Vivre sans football d’élite à sa porte
On craint d’avoir bientôt un cadavre de plus sur les bras: celui du Servette FC, club dix-sept fois champion de Suisse
Les cendres de Neuchâtel Xamax flottent encore dans l’air, et voilà qu’un autre foyer d’inquiétude vient empoisonner le PFRD (Paysage footballistique romand dévasté). Pour aller droit au but, on craint d’avoir bientôt un cadavre de plus sur les bras: celui du Servette FC, club dix-sept fois champion de Suisse, qui tremble pour sa peau. Sept ans après une première banqueroute, huit mois après la vague d’euphorie déclenchée par un retour parmi l’élite, c’est la douche froide. Après avoir promis des montagnes, le président Majid Pishyar bat de l’aile. «Money is not a problem», déclarait-il à son arrivée en 2008. «A l’aide!» implore-t-il aujourd’hui, marri de se voir si seul en ce miroir, manifestement peu disposé à régler les ardoises qui s’accumulent. Les plus optimistes se disent que voir Bulat Chagaev en prison incitera peut-être l’intéressé à chercher une issue plus favorable. Les autres redoutent le pire.
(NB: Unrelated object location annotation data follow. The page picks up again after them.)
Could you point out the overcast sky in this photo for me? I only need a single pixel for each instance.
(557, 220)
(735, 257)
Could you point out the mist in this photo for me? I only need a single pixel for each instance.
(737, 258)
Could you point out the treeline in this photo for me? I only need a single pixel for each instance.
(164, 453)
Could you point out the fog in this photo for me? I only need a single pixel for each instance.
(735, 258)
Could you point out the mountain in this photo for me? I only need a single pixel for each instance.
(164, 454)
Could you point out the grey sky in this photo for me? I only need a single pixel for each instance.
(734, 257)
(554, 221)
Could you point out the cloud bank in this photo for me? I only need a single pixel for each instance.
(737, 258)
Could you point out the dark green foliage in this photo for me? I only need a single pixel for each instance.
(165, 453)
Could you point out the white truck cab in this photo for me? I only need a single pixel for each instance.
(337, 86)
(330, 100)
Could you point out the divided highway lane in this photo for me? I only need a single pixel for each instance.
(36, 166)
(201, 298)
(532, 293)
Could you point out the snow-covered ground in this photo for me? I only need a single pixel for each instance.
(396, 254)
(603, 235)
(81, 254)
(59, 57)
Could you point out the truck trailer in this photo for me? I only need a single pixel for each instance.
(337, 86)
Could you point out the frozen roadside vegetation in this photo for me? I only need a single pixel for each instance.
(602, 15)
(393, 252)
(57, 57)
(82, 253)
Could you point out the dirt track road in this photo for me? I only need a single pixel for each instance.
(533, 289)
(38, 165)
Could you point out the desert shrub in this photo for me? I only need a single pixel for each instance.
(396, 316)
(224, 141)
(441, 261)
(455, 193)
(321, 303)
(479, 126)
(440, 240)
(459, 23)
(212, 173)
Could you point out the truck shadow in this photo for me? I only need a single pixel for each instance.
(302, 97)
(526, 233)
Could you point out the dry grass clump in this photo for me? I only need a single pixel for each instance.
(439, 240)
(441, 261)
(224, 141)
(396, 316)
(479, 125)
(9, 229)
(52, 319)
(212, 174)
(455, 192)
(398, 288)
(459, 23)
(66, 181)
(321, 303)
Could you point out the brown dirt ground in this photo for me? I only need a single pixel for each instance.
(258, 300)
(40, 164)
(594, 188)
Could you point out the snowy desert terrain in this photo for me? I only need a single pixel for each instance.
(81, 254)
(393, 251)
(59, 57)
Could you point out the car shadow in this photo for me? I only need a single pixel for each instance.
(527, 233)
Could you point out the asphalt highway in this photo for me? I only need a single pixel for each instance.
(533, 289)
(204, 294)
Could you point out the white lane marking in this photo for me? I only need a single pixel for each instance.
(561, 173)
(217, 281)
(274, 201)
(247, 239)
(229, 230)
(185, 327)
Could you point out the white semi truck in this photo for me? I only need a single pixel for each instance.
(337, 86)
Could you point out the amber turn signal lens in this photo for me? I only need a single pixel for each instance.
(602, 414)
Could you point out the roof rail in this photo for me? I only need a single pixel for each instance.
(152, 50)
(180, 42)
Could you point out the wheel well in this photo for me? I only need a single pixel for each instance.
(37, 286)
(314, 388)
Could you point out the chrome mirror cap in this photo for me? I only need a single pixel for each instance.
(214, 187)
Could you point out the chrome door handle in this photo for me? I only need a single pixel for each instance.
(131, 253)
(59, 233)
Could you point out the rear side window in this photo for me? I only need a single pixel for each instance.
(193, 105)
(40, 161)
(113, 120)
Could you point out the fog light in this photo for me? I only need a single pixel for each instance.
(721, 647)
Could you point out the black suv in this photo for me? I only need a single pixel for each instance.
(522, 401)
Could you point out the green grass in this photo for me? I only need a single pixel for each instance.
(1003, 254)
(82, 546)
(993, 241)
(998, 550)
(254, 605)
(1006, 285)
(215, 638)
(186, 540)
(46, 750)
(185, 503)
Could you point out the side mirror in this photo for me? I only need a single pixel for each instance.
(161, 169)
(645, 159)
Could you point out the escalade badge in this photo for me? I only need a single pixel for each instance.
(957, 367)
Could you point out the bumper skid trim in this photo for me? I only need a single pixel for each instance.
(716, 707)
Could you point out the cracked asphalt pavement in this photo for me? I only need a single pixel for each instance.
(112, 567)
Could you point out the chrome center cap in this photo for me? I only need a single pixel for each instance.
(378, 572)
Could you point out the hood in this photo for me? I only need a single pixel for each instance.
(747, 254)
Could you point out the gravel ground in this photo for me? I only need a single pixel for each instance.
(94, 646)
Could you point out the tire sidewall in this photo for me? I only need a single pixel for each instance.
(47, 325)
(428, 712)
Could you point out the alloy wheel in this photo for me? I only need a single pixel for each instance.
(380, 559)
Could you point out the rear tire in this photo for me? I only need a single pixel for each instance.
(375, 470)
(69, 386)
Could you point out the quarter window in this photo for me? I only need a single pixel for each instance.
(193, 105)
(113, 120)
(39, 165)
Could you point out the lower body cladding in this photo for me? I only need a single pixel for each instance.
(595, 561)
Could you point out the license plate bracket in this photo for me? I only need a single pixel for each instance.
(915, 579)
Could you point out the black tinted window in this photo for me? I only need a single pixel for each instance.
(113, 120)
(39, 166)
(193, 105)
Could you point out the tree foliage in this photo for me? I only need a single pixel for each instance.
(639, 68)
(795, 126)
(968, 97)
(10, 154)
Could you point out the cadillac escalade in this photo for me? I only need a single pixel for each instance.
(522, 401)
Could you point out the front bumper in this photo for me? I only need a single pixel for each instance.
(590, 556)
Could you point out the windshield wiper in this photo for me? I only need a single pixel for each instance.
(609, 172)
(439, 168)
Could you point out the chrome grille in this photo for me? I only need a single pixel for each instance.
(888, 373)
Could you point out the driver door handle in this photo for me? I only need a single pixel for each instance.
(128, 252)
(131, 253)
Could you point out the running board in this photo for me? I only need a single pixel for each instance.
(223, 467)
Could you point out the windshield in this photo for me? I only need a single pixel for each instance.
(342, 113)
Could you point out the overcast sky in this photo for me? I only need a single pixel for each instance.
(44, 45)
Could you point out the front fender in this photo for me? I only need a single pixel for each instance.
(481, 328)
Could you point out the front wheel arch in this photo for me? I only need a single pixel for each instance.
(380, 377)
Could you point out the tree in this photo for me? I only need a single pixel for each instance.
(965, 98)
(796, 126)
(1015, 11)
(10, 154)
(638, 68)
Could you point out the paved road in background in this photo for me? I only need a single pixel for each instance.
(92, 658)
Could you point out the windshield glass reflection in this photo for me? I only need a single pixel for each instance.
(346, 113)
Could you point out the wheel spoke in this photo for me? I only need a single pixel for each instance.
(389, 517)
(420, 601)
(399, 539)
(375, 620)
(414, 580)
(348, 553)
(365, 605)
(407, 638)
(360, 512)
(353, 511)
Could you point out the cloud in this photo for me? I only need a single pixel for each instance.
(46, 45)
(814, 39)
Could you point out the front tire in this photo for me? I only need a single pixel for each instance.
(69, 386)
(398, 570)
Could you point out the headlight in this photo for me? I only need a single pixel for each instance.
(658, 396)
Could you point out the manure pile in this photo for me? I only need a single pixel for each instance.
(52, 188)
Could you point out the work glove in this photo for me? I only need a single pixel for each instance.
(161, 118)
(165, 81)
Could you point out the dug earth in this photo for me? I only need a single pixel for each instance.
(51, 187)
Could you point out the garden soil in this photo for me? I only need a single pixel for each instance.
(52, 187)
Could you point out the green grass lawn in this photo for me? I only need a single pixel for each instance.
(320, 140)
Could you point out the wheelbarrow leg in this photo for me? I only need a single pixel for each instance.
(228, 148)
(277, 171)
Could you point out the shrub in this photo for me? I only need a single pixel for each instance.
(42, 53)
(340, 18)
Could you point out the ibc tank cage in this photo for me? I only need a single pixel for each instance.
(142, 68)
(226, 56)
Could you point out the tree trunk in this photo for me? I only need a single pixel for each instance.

Reste une question: pourquoi? La Suisse n’est pas, et ne sera jamais, un pays de football. Ses clubs ne gagnent pas d’argent – il y a quelque chose de miraculeux lorsqu’ils n’en perdent pas. Pourquoi, alors, des hommes d’affaires de tout poil et d’horizons toujours renouvelés s’obstinent-ils à reprendre des navires qu’ils conduiront inéluctablement au naufrage? Premier élément de réponse: parce que la place est libre. Parce que le tissu économique romand ne peut – ou ne veut – plus s’investir dans cette galère. Parce que les autorités politiques ne peuvent que contempler les dégâts après coup.
Comment éviter ça? Faut-il interdire, comme en Allemagne, à tout investisseur étranger de devenir actionnaire majoritaire d’un club? Jusqu’à preuve du contraire, en Suisse romande, la greffe a toujours échoué. Faut-il exhorter la Ligue à renforcer ses garde-fous? Dès le moment où les dirigeants produisent de faux documents et froissent les lois, elle peut difficilement jouer à Scotland Yard.
Alors quid? Pourquoi ne parvient-on pas, de ce côté-ci de la Sarine, à emboîter le pas aux clubs suisses alémaniques, qui ont pendant ce temps-là l’intelligence de miser sur la continuité et la formation des jeunes talents, qui savent comment exploiter un stade?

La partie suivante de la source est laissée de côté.